New crossover modelling

After listening tests and several crossover itterations it is clear that new crossovers are really step up from original crossovers. So original crossovers rest untouched on the shelf.

There are several aspects that make new crossover modelling difficult. First of all, I was aiming for mid-tweeter crossover around below 3kHz. Midrange dispersion at this frequency is very narrow, and quite opposite of tweeter dispersion, so we have two extremes here. 

Tweeter response is not easy to work with. 

Midrange phase is quite steep above 3kHz, and achieving good phase tracking above crossover seems not possible. I account this behavior to the series of mild midrange breakups, and this is visible on the phase graph.
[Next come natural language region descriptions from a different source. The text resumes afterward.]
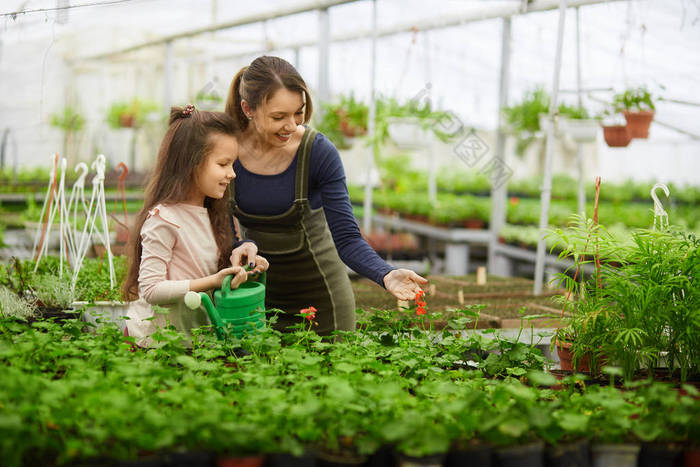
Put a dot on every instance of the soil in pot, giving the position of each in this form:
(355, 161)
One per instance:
(638, 123)
(525, 455)
(576, 454)
(615, 455)
(617, 136)
(660, 455)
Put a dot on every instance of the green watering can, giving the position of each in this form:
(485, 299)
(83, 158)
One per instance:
(239, 311)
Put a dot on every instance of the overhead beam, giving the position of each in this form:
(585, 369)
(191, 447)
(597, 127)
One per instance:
(252, 19)
(506, 9)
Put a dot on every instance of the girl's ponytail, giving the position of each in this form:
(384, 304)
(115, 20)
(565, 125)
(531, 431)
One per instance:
(233, 102)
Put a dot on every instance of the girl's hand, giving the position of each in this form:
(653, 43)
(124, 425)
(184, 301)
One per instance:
(240, 275)
(214, 281)
(403, 283)
(245, 254)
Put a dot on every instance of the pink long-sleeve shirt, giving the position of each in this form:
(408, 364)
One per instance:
(177, 246)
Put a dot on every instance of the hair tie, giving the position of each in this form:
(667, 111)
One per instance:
(187, 111)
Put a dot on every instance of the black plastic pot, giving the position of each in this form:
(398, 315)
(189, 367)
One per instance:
(435, 460)
(615, 455)
(326, 459)
(383, 457)
(659, 455)
(576, 454)
(288, 460)
(477, 456)
(525, 455)
(189, 459)
(145, 462)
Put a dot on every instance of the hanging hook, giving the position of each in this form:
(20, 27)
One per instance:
(659, 211)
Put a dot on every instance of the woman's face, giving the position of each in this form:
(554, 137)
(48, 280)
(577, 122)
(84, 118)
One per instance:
(216, 172)
(276, 119)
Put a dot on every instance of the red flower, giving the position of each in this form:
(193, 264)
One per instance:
(420, 303)
(308, 313)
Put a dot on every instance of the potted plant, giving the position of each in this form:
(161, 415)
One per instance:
(343, 120)
(637, 106)
(70, 121)
(576, 123)
(610, 424)
(131, 114)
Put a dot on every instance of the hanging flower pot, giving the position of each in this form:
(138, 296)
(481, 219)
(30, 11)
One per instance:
(617, 136)
(638, 122)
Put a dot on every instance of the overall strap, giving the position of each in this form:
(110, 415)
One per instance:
(301, 190)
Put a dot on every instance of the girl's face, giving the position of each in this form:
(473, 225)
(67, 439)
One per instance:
(277, 118)
(216, 172)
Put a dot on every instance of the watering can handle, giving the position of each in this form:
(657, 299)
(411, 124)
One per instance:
(226, 284)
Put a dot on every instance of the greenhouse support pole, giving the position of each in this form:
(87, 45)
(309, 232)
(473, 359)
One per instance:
(297, 58)
(367, 217)
(579, 146)
(168, 67)
(547, 182)
(324, 41)
(499, 265)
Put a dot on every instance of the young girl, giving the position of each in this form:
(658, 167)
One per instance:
(186, 237)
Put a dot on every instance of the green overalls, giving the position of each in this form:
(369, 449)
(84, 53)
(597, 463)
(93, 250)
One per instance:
(305, 269)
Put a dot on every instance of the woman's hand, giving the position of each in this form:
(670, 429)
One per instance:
(261, 265)
(244, 255)
(403, 284)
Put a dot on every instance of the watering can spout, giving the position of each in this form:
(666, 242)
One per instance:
(194, 300)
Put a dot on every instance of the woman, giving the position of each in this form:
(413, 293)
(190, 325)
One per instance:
(291, 199)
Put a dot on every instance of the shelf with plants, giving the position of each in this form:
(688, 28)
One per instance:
(346, 118)
(526, 119)
(451, 210)
(388, 389)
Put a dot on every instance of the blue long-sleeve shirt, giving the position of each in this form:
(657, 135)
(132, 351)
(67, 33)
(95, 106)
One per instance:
(274, 194)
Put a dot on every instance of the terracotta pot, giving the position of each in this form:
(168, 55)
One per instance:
(617, 136)
(566, 359)
(638, 123)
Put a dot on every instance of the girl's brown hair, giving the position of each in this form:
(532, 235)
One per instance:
(184, 149)
(259, 81)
Crossover compartment in the plinth is not large, and mid-tweeter PCB is quite small, so I try to keep crossover as simple as possible, and low crossover components count. 

So far, crossover slightly below 3kHz seems  to provide good on axis and off axis behaviour, with reasonably complex crossover.

Finished loudspeakers measurement

Generally, both loudspeakers show very good match of their frequency responses and impedances.